Of all of the enormous help and resources that have been provided, the most important resource is that provided by the companies that have partnered with Penn State. They have devoted great time and corporate involvement, and continue to send their own experts to Penn State to provide guidance in the development of this case. Patient and time-consuming efforts have been made by of Bob Heineman, the SAP project manager from Owens Corning, in preparing the company case materials and then in interacting with the students to provide as much of a real-world flavor as is feasibly possible. Each semester Lockheed-Martin sends its own business process integration expert, Mark Gasper, to describe process modeling techniques using LiveModel. Students have formed their own club, called the SAP Student Interest Group, and bring in speakers from the major Fortune 500 corporations to describe their own experiences with systems integration using R/3. The club has access to the Owens Corning case materials, and provides tutorial sessions to other students who cannot fit the full course in their schedule. Many corporations such as Kodak, PWC, Hershey Foods, AMP, Deloitte/Touche, ExxonMobile and Unisys have sent guest speakers.

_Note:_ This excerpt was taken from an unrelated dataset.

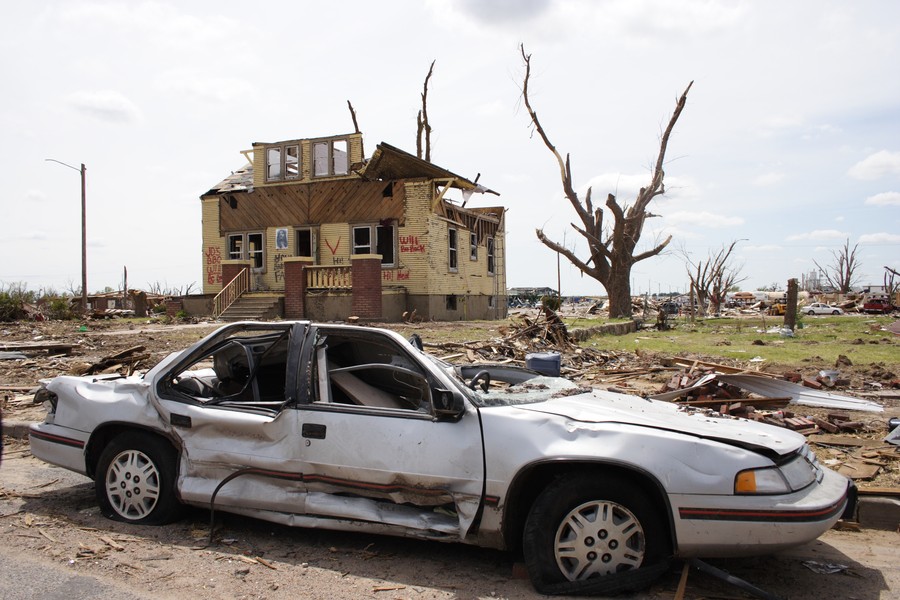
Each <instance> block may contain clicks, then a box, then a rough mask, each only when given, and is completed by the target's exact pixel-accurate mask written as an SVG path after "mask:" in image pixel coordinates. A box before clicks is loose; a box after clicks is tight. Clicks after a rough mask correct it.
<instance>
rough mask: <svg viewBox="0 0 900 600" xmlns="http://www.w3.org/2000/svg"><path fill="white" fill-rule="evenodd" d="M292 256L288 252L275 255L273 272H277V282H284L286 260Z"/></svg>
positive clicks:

The success of this case study is an example of what is possible when many academic departments and operational units at Penn State can team up together to provide an environment of cooperation. The list may sound like alphabet soup, CAC, RIIT, OAS, UTS, CETS, OTC, IAB, but really represents the hard work and dedication of many individuals. It also underscores the great achievements that can be attained with the help and generous support of Penn State partnerships with business. The case is designed to help students learn about the importance of the integration and coordination of business units within the enterprise and between business partners. It seems fitting that its successful delivery is achieved by the integration of technologies that requires the coordination and cooperation of many within Penn State and among its business partners. What began as a small seed sown by a Faculty Technology Grant almost a decade ago has, with the patient efforts of all, grown into a wonderful teaching and learning experience.